愛が壊れた時、策略御曹司の罠に堕ちていく

『犬じゃないんだから、やめてよ』

やっと顔を向けてくれたと、頬が緩んでいた。
そして、彼女の首には、俺があげたプレゼントが輝いていた。

『似合うよ』

嬉しさのあまり彼女の頭を撫でてると、麗華の冷たい視線が刺さる。

どうやら、彼女にした俺の行動が麗華の怒りに触れたようで、視線だけで追い払われ、その場を離れるしかなかった。

外に出て、早く麗華を迎えに来いと兄貴にメールを送る。

企みが失敗した遼が、また何か企む前に兄貴に来てもらわないと、麗華に何かあったからでは遅すぎる。

先程、肩を外してやった男が近づいてきた。

『蓮さん、肩治してくれよ』

『あぁ、いいぜ』

外した肩をはめてやると、肩を回して動きを確かめる男。

その横で、俺はタバコを咥えた。

サッと火がつき、男がライターをポケットにしまった。

『俺の演技、どうでした?』

『まぁまぁだな』

『少しだけ怖がらせろなんて、遼も無茶なんですよ。
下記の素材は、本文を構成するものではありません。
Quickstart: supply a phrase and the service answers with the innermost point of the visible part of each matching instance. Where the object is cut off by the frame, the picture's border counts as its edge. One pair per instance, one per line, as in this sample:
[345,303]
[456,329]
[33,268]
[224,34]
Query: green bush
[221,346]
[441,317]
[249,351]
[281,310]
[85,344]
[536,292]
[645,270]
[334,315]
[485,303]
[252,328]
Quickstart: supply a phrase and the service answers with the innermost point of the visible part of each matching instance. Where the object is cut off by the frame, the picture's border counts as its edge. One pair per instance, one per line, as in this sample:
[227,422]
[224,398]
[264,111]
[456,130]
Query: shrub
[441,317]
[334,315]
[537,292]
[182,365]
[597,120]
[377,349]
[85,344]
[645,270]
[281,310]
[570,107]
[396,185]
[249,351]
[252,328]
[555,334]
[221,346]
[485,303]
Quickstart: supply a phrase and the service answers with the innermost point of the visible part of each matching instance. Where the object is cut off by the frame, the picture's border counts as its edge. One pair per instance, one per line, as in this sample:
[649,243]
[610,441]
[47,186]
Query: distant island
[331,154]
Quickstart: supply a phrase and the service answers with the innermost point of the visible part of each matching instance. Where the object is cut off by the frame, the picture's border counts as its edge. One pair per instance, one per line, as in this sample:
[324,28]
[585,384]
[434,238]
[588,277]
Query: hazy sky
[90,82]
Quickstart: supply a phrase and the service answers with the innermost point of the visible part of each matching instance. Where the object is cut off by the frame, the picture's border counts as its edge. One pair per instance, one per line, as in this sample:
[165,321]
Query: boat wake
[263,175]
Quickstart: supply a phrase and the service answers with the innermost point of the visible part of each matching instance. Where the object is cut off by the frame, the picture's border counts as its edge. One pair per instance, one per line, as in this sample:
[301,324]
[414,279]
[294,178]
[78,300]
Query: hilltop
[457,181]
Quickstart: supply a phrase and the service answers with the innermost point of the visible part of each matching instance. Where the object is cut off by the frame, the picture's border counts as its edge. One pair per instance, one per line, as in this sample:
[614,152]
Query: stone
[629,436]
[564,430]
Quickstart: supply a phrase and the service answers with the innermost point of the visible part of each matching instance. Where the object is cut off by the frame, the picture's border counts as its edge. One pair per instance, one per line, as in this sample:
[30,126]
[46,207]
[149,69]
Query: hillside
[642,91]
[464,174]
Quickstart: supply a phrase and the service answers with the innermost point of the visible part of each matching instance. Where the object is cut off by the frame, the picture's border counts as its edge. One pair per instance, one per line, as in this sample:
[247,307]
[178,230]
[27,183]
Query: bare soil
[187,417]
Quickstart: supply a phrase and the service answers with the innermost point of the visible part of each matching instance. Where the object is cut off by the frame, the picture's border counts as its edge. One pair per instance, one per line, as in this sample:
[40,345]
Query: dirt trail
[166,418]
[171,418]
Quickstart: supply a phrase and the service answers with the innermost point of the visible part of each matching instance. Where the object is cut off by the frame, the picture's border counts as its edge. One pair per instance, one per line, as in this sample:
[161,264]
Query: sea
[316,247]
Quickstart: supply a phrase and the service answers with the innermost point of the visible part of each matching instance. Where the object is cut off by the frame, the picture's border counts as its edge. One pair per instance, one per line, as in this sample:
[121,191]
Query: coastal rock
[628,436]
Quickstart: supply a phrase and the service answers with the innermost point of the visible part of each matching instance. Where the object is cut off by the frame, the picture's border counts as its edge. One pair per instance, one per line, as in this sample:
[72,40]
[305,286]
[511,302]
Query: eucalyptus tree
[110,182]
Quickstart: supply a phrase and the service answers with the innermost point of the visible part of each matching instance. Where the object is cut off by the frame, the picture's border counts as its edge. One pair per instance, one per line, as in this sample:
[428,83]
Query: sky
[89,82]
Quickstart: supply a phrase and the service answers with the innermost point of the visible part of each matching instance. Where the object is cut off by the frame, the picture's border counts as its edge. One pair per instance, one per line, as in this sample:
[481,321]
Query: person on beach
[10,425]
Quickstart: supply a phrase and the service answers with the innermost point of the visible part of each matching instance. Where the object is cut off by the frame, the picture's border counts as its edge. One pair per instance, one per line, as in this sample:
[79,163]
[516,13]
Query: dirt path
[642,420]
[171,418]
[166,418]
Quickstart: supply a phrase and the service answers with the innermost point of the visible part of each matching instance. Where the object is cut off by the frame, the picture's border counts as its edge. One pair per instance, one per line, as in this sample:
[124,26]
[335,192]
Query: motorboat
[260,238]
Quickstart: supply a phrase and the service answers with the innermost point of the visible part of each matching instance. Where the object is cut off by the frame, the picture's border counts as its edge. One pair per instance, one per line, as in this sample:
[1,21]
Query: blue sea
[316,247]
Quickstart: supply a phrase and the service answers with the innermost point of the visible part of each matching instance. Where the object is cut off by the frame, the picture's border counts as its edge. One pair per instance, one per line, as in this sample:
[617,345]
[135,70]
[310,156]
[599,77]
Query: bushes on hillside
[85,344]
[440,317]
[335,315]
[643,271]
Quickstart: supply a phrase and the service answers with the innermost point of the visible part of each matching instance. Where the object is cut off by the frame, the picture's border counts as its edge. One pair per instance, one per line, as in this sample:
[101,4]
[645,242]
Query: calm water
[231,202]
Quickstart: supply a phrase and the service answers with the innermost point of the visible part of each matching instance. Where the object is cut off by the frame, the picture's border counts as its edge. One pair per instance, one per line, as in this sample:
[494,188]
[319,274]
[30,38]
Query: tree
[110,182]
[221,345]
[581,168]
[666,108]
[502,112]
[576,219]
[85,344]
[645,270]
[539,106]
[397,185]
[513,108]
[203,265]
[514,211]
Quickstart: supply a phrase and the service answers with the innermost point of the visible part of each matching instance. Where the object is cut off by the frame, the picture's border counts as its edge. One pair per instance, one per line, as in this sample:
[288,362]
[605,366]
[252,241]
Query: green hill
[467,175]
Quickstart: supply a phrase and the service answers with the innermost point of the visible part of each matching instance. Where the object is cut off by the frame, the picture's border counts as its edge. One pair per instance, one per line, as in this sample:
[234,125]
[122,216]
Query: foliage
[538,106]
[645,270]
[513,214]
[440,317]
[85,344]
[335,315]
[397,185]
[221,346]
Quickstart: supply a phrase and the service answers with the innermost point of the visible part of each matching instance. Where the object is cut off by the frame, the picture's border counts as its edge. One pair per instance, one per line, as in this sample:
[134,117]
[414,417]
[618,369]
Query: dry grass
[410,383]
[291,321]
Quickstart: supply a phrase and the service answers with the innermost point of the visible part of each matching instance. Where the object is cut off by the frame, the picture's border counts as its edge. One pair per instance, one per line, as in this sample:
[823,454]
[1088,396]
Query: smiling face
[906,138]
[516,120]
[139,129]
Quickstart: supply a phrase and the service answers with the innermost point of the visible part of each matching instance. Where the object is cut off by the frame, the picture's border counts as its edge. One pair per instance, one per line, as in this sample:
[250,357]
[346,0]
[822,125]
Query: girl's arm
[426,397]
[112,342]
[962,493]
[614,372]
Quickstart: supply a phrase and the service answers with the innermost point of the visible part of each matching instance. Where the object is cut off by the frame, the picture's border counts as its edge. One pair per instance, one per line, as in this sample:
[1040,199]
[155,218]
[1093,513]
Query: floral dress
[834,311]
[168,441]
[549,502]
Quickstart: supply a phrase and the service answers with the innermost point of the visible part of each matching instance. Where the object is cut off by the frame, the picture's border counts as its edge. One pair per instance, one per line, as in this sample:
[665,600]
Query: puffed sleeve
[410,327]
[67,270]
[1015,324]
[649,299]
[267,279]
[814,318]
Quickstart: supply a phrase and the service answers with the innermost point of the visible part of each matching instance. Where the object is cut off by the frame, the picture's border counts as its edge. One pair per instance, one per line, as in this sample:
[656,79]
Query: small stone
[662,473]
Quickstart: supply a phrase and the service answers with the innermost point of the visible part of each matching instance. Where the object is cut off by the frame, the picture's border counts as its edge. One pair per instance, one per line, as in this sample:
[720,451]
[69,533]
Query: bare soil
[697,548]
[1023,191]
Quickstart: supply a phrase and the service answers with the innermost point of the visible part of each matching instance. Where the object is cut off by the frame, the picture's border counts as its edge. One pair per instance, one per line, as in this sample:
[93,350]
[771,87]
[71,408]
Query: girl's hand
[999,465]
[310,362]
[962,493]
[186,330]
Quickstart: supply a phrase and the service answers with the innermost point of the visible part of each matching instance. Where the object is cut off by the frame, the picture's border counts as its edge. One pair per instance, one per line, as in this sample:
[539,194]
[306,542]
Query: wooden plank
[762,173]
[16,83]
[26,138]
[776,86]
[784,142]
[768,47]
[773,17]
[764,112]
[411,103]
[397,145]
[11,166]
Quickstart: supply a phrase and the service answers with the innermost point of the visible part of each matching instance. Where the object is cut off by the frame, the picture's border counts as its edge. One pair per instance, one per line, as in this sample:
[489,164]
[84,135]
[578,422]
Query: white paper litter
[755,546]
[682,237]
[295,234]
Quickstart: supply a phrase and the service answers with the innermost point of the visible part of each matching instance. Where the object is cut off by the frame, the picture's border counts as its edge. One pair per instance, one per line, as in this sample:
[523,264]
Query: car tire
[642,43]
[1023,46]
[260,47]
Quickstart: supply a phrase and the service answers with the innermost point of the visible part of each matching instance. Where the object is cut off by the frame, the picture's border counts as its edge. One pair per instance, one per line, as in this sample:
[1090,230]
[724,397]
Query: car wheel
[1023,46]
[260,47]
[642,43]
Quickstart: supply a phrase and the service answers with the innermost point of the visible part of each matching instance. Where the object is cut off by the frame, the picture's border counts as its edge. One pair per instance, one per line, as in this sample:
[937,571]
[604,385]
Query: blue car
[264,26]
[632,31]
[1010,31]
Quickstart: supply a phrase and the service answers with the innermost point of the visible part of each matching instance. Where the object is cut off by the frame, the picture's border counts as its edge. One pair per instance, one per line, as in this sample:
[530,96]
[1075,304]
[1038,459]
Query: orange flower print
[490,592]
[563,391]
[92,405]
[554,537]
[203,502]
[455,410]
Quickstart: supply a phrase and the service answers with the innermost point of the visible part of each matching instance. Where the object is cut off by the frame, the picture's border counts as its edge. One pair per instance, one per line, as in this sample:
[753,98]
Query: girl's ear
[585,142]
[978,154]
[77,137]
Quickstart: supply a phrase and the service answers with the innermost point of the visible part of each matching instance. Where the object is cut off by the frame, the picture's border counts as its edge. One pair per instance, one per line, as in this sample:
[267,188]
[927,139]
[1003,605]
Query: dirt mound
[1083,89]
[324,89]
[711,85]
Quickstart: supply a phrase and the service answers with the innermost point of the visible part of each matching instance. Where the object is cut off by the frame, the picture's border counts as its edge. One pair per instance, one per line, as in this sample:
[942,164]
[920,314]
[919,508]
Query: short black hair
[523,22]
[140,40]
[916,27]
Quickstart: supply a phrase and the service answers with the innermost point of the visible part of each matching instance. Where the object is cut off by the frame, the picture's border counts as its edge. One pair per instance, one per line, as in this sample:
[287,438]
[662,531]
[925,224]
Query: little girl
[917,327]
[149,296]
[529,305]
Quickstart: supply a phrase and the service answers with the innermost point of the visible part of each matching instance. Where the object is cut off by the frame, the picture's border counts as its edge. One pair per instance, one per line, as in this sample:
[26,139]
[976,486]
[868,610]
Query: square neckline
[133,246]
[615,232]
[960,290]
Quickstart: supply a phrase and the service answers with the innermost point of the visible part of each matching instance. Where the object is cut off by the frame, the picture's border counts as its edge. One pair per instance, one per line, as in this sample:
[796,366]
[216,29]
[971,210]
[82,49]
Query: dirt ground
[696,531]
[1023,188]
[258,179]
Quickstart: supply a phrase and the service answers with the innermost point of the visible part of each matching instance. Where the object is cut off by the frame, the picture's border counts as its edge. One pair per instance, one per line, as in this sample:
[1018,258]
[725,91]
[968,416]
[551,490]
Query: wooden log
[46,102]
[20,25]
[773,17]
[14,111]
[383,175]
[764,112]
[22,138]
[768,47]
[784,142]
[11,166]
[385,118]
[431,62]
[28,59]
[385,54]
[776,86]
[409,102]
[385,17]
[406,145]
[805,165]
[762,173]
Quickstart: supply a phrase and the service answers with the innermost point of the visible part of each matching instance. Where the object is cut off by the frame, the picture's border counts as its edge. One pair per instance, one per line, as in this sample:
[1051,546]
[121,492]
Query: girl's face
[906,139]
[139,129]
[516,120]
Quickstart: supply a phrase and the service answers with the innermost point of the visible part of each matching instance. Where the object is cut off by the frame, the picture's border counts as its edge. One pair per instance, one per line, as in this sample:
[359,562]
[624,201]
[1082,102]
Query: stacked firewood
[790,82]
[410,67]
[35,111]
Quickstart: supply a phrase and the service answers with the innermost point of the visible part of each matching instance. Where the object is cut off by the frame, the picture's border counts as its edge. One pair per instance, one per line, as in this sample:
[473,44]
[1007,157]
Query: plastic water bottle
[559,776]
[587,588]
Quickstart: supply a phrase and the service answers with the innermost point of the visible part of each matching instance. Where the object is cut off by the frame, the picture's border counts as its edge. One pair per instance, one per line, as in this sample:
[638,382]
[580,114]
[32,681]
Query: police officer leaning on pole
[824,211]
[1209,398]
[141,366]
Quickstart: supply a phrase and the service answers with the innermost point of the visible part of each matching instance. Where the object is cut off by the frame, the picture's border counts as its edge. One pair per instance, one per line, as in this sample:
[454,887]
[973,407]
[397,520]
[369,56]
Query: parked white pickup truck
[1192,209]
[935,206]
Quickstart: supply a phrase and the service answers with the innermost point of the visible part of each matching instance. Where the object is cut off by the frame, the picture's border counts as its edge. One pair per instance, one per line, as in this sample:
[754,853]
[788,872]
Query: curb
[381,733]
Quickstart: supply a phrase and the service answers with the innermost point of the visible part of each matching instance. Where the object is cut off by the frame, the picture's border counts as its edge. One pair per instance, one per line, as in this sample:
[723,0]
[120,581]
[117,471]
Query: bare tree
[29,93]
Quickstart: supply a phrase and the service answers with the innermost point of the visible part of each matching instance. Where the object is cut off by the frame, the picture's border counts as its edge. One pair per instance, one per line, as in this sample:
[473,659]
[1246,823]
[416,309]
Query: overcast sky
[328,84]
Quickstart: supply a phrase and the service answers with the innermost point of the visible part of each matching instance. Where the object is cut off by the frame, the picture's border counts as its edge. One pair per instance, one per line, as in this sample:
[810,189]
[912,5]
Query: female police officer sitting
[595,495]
それに蓮さんも俺の肩、外すなんて聞いてないです』

『つい勢いでやったからな。治してやったんだから文句言うな。ほら、約束の金だ』

名家に生まれても、家計が傾いている御曹司も少なくない。見栄の為だけに金のあるふりをし続け、金に困っていたコイツには、俺の提案は丁度都合のいい話だった。